The CFA gives rise to three superficial branches that emerge through the deep fascia of the femoral sheath and thigh (fascia lata), to supply the subcutaneous tissue and skin of the lower abdomen and upper thigh: superficial epigastric, superficial external pudendal, and superficial circumflex iliac arteries (Fig. 37-3, C). These arteries may develop to become prominent collateral branches in peripheral vascular occlusive disease and therefore should be preserved as much as possible. Their corresponding veins converge at the greater saphenous vein (GSV) close to the saphenofemoral junction. Dissection along any of these tributaries in a central direction can help identify the GSV if needed as a vein conduit for bypass surgery.

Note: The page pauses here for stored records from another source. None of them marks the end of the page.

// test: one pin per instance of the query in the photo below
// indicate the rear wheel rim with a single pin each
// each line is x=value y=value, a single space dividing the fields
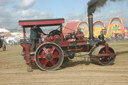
x=49 y=57
x=106 y=59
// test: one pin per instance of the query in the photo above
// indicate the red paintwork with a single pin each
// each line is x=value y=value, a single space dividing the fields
x=106 y=47
x=26 y=52
x=24 y=33
x=41 y=23
x=64 y=43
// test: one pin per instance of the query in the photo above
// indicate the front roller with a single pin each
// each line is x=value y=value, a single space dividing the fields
x=49 y=56
x=99 y=55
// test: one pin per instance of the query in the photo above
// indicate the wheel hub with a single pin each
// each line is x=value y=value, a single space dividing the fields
x=49 y=56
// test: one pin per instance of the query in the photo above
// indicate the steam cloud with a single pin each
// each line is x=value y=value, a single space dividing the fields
x=94 y=4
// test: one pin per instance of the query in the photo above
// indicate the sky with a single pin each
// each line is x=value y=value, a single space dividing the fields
x=72 y=10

The deep branches of the CFA include the deep external pudendal artery and two large terminal branches, the femoral artery and PFA. The femoral artery traverses the femoral triangle and passes through the adductor (Hunter’s) canal between the adductor and quadriceps muscles. The highest geniculate artery (descending geniculate artery) usually takes off before entry into Hunter’s canal and may become an important collateral in femoropopliteal occlusive disease. The PFA (deep femoral artery) usually arises on the posterolateral side of the CFA and runs posteromedial to the femur shaft. It gives off the medial and lateral circumflex femoral branches near its origin and continues posterior to the adductor longus muscle as it gives rise to four perforating branches. The lateral circumflex femoral vein crosses the PFA origin and should be controlled by division between silk ties if access and adequate control to the PFA is required. Along with branches from the internal iliac artery (obturator artery, superior and inferior gluteal arteries), the PFA and its branches supply the musculature of the thigh.

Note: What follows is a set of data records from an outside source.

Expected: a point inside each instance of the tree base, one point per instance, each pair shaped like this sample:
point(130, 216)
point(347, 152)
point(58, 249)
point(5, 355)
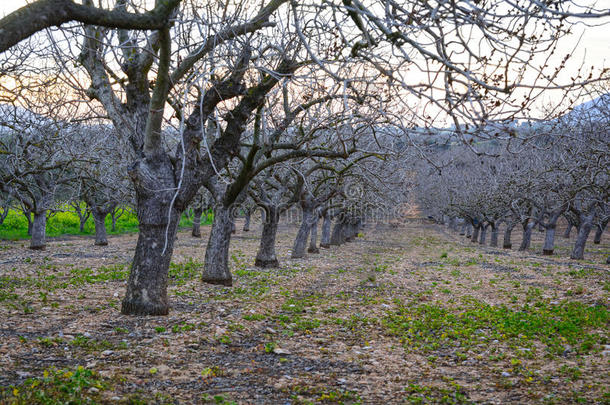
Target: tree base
point(141, 308)
point(216, 281)
point(266, 263)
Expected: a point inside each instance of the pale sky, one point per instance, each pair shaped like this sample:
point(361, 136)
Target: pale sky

Avoiding the Common Femoral Artery

When avoiding the CFA is indicated, as in redo surgery and extensive scarring, the PFA may be an adequate recipient vessel for bypass with a slanted incision along the lateral border of the sartorius muscle. Dissection of the CFA bifurcation and proximal PFA can be achieved deep to the sartorius (Fig. 37-4, A). The bypass graft can be tunneled more laterally toward the ASIS, superficial to the inguinal ligament in an axillo-PFA bypass, or deep to the ligament in an aorto-PFA bypass (Fig. 37-4, B).

In the more morbid situation of graft infection involving the groin area, after complete excision of infected graft material and debridement of infected tissue, revascularization can also be achieved with an obturator bypass. The obturator artery is best approached with a lower-quadrant incision along the direction of the external oblique muscle fibers. The internal oblique and transversalis muscles are divided and the peritoneum and its contents are retracted superomedially to expose the retroperitoneum and iliac vessels (Fig. 37-4, C). The surgeon passes the bypass conduit through the central portion of the obturator fascia, taking care not to injure the obturator artery and vein passing into the obturator canal. Using a curved tunneler, the surgeon can bring the graft behind the pectineus and adductor muscles to the midthigh for anastomosis with the femoral artery, or to the adductor canal for anastomosis with the supragenicular popliteal artery (Fig. 37-4, D).